Am Sonntag wird das Erntedankfest gefeiert. Dazu erklärt die für Ernährung und Landwirtschaft zuständige stellvertretende Fraktionsvorsitzende Gitta Connemann:

"Die landwirtschaftlichen Höfe sind Herzstück und Gesicht des ländlichen Raums. Ohne sie wäre Deutschland ärmer. Die Branche ist mit allen vor- und nachgelagerten Bereichen immer noch der wirtschaftliche Motor Nummer eins auf dem Land. Unsere Kulturlandschaften werden von unseren Bauern gepflegt. Ihre Familien, ihre nachhaltige Lebensweise sind eine gesellschaftliche Säule in vielen Dörfern. Das Erntedankfest bietet Gelegenheit, unseren bäuerlichen Familien dafür zu danken. Denn sie arbeiten 365 Tage im Jahr mit höchstem Einsatz dafür, dass der Verbraucher aus einer Vielzahl an gesunden, sicheren und bezahlbaren Lebensmitteln aus deutschen Landen auswählen kann.

Gerade in einer Zeit, in der viele Bauernfamilien in Deutschland um ihre Existenz kämpfen, verdienen sie unser aller Respekt und Wertschätzung. Am Erntedanktag werden aber viele von ihnen mit großen Sorgen auf das kommende Jahr sehen. Ihre Produkte werden nicht angemessen entlohnt. Die gebührende gesellschaftliche Wertschätzung wird ihnen versagt. Ihr Berufsstand wird seit Monaten diffamiert.

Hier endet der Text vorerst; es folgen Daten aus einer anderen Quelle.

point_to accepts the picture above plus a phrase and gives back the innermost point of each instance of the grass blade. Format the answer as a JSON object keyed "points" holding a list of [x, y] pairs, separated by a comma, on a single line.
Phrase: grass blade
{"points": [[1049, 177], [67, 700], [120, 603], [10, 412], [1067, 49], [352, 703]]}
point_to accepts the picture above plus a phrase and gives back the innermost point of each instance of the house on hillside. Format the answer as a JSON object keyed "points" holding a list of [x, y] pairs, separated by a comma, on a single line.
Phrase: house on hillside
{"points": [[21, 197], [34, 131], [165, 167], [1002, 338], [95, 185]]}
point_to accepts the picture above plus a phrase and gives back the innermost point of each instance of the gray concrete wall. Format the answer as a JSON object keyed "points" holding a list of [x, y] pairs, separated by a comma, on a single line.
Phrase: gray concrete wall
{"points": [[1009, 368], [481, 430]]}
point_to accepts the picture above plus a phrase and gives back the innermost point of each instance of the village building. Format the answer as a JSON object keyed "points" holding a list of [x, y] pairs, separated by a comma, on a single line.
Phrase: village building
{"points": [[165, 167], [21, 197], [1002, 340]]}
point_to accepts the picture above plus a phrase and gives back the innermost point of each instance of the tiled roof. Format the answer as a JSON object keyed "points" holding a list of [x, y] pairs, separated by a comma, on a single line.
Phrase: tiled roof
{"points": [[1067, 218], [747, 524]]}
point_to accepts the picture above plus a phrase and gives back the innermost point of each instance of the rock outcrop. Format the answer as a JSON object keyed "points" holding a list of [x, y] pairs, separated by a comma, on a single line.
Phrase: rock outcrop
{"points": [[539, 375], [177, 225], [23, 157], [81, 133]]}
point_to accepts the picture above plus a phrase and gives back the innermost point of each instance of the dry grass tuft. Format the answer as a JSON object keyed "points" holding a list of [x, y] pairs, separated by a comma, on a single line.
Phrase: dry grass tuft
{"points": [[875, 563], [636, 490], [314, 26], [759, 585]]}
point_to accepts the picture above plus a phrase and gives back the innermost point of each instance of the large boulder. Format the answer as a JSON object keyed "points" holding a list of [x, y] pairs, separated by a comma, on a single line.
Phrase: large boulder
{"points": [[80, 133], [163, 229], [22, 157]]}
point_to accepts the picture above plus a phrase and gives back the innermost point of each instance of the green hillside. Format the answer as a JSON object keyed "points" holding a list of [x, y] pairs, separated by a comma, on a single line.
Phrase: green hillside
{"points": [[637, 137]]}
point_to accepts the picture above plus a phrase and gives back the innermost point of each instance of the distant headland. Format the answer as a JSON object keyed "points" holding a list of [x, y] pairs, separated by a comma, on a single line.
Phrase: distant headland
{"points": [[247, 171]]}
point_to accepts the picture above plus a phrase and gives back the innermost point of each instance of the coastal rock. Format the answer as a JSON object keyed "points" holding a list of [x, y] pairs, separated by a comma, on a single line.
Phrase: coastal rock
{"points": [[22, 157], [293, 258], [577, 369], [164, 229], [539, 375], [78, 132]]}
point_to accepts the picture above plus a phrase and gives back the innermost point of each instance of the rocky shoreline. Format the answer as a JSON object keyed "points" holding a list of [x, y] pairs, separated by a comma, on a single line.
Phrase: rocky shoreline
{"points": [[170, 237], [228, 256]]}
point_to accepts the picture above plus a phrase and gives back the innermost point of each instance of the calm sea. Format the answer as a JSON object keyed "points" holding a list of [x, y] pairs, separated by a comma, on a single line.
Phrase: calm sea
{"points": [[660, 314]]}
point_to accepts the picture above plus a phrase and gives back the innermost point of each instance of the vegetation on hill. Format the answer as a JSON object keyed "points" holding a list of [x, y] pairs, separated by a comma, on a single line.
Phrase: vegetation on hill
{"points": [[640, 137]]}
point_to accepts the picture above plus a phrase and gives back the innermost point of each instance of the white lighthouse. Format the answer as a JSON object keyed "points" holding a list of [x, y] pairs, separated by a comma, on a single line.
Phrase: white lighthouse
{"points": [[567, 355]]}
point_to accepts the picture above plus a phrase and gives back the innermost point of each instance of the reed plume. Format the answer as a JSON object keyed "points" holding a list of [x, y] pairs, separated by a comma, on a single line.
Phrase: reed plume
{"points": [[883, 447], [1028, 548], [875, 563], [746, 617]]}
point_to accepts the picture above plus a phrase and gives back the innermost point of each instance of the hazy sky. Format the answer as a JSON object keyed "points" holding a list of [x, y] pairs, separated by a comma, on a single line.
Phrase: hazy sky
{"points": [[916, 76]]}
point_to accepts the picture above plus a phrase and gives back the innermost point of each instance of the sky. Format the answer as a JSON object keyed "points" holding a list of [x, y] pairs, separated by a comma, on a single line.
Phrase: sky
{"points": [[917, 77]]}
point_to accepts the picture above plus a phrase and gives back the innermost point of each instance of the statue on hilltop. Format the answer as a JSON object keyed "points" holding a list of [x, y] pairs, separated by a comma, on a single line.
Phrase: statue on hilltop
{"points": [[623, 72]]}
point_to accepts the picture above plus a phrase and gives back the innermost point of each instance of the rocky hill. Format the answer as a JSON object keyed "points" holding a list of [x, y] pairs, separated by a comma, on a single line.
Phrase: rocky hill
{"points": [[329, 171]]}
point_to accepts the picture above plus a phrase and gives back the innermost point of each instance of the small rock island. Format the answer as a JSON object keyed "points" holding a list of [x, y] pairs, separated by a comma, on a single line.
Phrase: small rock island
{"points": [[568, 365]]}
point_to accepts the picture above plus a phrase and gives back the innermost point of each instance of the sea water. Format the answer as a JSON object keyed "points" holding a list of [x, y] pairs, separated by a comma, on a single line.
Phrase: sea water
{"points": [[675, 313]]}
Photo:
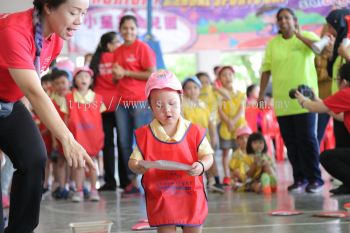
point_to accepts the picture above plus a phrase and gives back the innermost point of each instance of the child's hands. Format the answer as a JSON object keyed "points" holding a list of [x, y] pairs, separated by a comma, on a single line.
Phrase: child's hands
{"points": [[213, 141], [54, 144], [196, 170], [140, 169], [118, 72], [231, 125]]}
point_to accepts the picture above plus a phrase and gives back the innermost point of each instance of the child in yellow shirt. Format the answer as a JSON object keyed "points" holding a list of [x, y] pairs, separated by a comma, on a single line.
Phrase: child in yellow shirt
{"points": [[232, 117], [241, 162], [196, 111], [262, 171]]}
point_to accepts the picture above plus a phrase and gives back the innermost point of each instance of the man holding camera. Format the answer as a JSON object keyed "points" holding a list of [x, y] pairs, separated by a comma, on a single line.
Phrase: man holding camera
{"points": [[289, 59], [336, 161]]}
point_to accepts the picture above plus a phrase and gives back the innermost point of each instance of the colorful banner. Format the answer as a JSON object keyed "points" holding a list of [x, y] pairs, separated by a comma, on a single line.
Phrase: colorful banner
{"points": [[196, 25]]}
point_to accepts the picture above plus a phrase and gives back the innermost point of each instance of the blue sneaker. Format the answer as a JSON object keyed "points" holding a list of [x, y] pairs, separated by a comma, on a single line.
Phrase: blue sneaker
{"points": [[130, 191], [314, 187]]}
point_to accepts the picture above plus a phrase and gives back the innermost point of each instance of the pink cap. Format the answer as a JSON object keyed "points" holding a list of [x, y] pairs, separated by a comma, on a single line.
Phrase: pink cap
{"points": [[162, 79], [85, 68], [224, 67], [66, 64], [244, 130]]}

Aber es geht immer noch schlimmer: Wir sehen mit Entsetzen, dass aktuell ein ganzer Berufsstand diskreditiert wird. Bäuerliche Familien, die sich auf dem Boden von Recht und Gesetz bewegen, werden von Recht und Gesetz nicht ausreichend geschützt. In ihre Ställe wird eingebrochen. Es entstehen rechtswidrige Foto- und Filmaufnahmen. In allen anderen Rechtsbereichen würde man von Hausfriedensbruch, Sachbeschädigung oder Hehlerei sprechen.

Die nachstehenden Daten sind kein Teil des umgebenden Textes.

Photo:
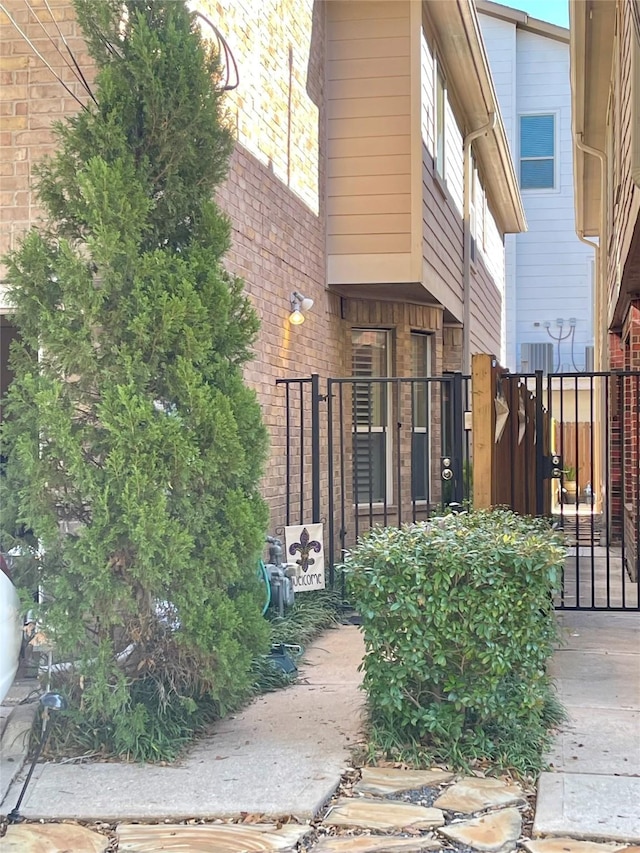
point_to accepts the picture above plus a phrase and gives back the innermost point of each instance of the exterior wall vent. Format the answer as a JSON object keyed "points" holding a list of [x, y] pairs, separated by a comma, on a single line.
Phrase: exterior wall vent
{"points": [[588, 359], [536, 357]]}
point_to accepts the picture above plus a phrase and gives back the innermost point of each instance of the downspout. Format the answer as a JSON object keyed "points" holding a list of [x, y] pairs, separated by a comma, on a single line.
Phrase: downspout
{"points": [[600, 309], [466, 225], [600, 339]]}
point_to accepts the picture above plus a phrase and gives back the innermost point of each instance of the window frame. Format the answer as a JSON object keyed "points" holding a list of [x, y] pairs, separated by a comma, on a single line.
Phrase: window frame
{"points": [[439, 140], [416, 334], [384, 428], [554, 158]]}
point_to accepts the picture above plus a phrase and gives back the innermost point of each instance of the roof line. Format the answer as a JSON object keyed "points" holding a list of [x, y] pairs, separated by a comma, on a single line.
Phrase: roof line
{"points": [[522, 20]]}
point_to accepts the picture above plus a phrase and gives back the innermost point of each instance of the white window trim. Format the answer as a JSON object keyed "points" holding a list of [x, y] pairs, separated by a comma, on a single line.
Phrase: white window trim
{"points": [[438, 71], [426, 429], [556, 188]]}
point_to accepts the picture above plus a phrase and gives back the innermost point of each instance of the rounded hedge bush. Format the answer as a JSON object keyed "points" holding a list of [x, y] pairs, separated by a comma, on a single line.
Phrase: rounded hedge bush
{"points": [[458, 621]]}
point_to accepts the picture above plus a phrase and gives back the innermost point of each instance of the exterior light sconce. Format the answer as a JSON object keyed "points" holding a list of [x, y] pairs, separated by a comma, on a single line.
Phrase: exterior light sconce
{"points": [[299, 304]]}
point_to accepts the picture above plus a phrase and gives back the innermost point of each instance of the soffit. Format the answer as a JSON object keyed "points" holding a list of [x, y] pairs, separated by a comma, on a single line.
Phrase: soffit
{"points": [[522, 20], [460, 46]]}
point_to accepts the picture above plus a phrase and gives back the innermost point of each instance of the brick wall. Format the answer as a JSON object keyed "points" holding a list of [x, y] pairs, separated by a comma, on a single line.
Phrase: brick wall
{"points": [[31, 99], [616, 362]]}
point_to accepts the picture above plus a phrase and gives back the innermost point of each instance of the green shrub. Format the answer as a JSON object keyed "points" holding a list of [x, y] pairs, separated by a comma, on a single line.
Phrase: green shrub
{"points": [[135, 449], [458, 621]]}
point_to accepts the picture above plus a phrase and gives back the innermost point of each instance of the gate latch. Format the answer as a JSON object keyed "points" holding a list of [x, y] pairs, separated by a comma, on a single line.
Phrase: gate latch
{"points": [[552, 466]]}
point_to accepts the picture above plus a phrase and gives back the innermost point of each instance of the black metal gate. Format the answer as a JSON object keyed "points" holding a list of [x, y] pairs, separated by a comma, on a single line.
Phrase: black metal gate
{"points": [[585, 437], [365, 451]]}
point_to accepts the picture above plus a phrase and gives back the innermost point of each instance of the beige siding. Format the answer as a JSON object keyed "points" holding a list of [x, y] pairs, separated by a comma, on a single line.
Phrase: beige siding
{"points": [[442, 243], [623, 196], [486, 310], [369, 133]]}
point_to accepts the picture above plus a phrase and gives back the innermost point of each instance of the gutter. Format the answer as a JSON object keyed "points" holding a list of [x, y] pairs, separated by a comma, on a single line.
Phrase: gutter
{"points": [[466, 220], [600, 307]]}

Die CDU/CSU-Fraktion steht gerade in dieser Phase an der Seite unserer Landwirte. Denn was wäre der ländliche Raum ohne Landwirtschaft? Mit jedem Hof, der aufgeben muss, verliert nicht nur eine Familie ihre Existenz. Es stirbt ein Stück unserer Identität, unserer Kultur. Es geht also nicht nur um die Existenz unserer Landwirte, sondern auch um das Gesicht unseres Landes. Gerade an Erntedank sollten wir uns dies ins Gedächtnis rufen."